Re: index prefetching

From: Tomas Vondra <tomas(at)vondra(dot)me>
To: Peter Geoghegan <pg(at)bowt(dot)ie>
Cc: Andres Freund <andres(at)anarazel(dot)de>, Melanie Plageman <melanieplageman(at)gmail(dot)com>, Robert Haas <robertmhaas(at)gmail(dot)com>, PostgreSQL Hackers <pgsql-hackers(at)lists(dot)postgresql(dot)org>, Georgios <gkokolatos(at)protonmail(dot)com>, Thomas Munro <thomas(dot)munro(at)gmail(dot)com>, Konstantin Knizhnik <knizhnik(at)garret(dot)ru>, Dilip Kumar <dilipbalaut(at)gmail(dot)com>
Subject: Re: index prefetching
Date: 2024-11-06 17:25:41
Message-ID: 8b58ae08-9ed7-43aa-92b0-1976ea6385ed@vondra.me
Views: Raw Message | Whole Thread | Download mbox | Resend email
Thread:
Lists: pgsql-hackers

Hi,

Attached is an updated version of this patch series. The first couple
parts (adding batching + updating built-in index AMs) remain the same,
the new part is 0007 which switches index scans to read stream API.
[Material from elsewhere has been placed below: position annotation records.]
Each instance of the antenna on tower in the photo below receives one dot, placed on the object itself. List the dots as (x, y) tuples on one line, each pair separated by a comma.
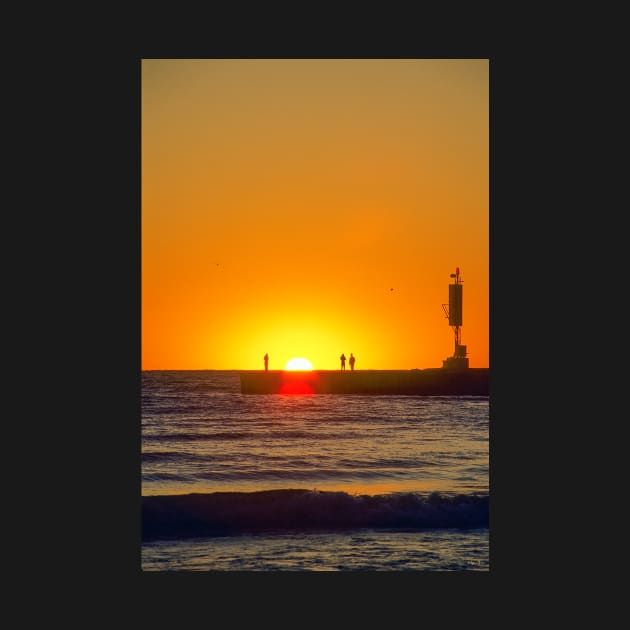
[(453, 311)]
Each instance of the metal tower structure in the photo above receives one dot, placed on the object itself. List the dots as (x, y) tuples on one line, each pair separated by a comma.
[(453, 312)]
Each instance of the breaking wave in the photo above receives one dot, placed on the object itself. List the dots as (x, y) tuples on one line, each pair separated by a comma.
[(226, 513)]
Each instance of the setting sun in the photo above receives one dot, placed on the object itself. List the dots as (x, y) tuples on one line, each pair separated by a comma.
[(298, 364)]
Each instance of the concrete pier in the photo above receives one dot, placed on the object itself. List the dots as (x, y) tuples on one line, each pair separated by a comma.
[(428, 382)]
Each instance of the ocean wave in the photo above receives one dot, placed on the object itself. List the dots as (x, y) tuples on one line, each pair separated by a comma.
[(225, 513)]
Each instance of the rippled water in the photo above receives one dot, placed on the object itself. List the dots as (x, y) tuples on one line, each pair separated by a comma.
[(201, 435)]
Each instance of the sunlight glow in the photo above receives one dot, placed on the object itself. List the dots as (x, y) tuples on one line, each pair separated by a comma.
[(298, 364)]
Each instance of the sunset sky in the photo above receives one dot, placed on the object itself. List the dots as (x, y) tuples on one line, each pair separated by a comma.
[(283, 200)]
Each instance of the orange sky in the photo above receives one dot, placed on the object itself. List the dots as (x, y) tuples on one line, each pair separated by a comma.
[(283, 199)]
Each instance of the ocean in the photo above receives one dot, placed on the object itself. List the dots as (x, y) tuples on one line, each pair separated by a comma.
[(246, 482)]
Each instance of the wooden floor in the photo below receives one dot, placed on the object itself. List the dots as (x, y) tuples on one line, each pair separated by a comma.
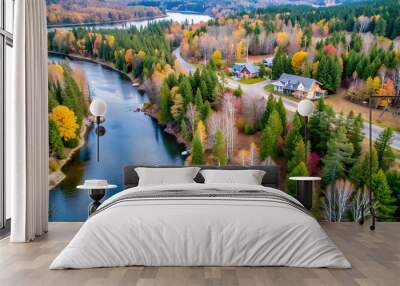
[(375, 257)]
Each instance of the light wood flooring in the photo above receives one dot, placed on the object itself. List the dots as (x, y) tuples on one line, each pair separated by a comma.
[(375, 257)]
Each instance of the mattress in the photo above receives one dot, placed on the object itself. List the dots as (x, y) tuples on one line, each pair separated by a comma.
[(201, 225)]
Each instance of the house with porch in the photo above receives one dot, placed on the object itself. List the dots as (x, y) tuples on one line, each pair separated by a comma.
[(298, 86), (245, 70)]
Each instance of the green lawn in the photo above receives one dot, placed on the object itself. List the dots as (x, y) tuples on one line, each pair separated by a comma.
[(270, 88), (251, 80)]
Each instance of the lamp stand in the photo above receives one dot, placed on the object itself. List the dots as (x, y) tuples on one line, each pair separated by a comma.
[(306, 140), (100, 131)]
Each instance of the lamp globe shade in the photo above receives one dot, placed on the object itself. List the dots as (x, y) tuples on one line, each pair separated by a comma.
[(98, 107), (305, 107)]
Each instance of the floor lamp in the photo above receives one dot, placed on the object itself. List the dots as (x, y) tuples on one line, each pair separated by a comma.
[(98, 108)]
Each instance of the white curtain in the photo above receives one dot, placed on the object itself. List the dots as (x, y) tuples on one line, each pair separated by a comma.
[(27, 124)]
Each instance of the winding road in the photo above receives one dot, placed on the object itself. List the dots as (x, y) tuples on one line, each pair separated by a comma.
[(258, 90)]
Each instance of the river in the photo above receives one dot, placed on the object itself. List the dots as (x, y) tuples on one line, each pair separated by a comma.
[(131, 138), (174, 16)]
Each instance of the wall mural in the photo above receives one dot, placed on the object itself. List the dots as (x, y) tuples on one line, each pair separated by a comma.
[(181, 89)]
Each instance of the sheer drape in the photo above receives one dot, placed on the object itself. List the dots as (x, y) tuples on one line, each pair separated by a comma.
[(27, 124)]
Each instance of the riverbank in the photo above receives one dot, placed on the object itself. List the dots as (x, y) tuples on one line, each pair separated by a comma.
[(152, 110), (96, 61), (55, 178), (93, 24)]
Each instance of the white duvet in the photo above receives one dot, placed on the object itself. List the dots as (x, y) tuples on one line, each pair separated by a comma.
[(203, 232)]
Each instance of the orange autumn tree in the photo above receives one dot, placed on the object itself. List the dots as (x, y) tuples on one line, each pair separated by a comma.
[(217, 57), (298, 60), (201, 131), (282, 39), (387, 89), (129, 57), (65, 120)]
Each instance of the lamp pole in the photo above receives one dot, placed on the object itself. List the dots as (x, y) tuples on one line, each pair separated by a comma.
[(98, 108), (305, 138), (305, 108)]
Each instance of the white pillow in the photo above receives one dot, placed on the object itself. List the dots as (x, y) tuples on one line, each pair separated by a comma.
[(248, 177), (166, 176)]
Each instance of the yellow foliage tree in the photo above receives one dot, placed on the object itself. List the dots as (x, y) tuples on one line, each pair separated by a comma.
[(65, 120), (282, 39), (373, 84), (240, 50), (141, 54), (59, 69), (177, 106), (111, 41), (129, 56), (297, 61), (387, 89), (217, 57), (201, 131)]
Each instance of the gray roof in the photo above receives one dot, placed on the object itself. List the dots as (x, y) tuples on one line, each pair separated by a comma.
[(252, 68), (294, 80)]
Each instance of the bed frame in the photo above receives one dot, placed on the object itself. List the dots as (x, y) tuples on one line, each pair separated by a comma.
[(270, 179)]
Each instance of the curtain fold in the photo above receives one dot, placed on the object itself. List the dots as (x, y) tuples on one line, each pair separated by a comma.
[(27, 122)]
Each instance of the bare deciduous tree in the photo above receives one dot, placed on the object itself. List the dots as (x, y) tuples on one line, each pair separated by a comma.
[(336, 200), (191, 114)]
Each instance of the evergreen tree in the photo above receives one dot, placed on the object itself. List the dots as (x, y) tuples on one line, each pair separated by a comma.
[(280, 64), (320, 127), (204, 90), (354, 126), (297, 121), (280, 107), (197, 151), (299, 171), (291, 141), (196, 78), (205, 111), (359, 174), (356, 42), (386, 156), (165, 104), (382, 194), (298, 156), (218, 149), (55, 141), (198, 100), (185, 131), (329, 73), (268, 144), (52, 99), (268, 110), (338, 156), (185, 89), (393, 179), (274, 122)]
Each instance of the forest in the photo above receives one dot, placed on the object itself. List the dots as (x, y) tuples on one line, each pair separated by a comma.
[(94, 11), (67, 109), (223, 126)]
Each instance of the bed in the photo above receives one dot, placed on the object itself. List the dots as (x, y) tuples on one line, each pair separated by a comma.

We tried to use read stream API for index prefetching before, and it
didn't seem to be a good fit with that design of the patch. It wasn't
clear what to do about kill tuples, the index AM and read stream had no
way to communicate, etc.

I speculated that with the batching concept it might work better, and I
think that turned out to be the case. The batching is still the core
idea, giving the index AM enough control to make kill tuples work (by
not generating batches spanning multiple leaf pages, or doing something
smarter). And the read stream leverages that too - the next_block
callback returns items from the current batch, and the stream is reset
between batches. This is the same prefetch restriction as with the
explicit prefetching (done using posix_fadvise), except that the
prefetching is done by the read stream.

As I said before, I think this is an acceptable restriction for v1. It
can be relaxed in the future if needed, allowing either cross-leaf
batches and/or multiple in-flight batches. But the patch is complex
enough, and even this simpler patch gives significant benefit.

The main open questions are about how to structure the patch - in which
order to introduce the changes. Right now the patch adds batching, and
then bases the read stream on that.

The batching part now includes explicit prefetching, which is later
removed by 0007. That's mostly to allow comparisons with the read
stream, because that's interesting. Ultimately the explicit prefetch
should be removed, and it'd be just basic batching + read stream.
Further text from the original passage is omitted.